Seasearch 2015 Data tops 1,400 forms

Seasearch is all about collecting and making data available for conservation. We had 1,442 forms submitted from divies in 2015 and the map shows where they came from. 51% of them (740 forms) were Observation Forms, 46% (660) were Survey Forms, and 3% (42) were crawfish, sea fan or horse mussel records.

52% (753) of the forms came from sites in England, 21% (292) from Scotland, 11% (152) from Wales, 7% (102) from the Channel Islands, 7% from Ireland (97), and 2% from the Isle of Man (33).

Thanks to all of the 250+ volunteer recorders.

All of the 2015 data has been entered into Marine Recorder and checked. The species datasets on the National Biodiversity Network (NBN) have already been updated and are available for everybody to use.
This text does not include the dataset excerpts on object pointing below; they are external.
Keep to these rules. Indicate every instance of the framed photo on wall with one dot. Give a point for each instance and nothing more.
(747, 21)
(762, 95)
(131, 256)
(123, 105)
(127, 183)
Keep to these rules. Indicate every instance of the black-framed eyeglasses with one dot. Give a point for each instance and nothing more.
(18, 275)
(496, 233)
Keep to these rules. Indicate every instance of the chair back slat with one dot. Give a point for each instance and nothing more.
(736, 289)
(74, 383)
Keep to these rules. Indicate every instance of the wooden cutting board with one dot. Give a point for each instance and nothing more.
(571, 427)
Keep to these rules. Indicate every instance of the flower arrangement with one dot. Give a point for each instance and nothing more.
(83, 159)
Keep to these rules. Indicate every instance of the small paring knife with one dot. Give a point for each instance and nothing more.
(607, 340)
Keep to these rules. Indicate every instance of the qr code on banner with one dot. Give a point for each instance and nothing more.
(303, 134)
We are also be distributing the data to the Statutory Conservation Bodies in England, Wales, Scotland, Northern Ireland and the Isle of Man, to the Joint Nature Conservation Committee, and the Irish data to the Irish National Biodiveristy Centre.

Written reports for many areas are now being produced and are uploaded to the Achievements page as soon as they are ready. The latest are from Kent and Devon.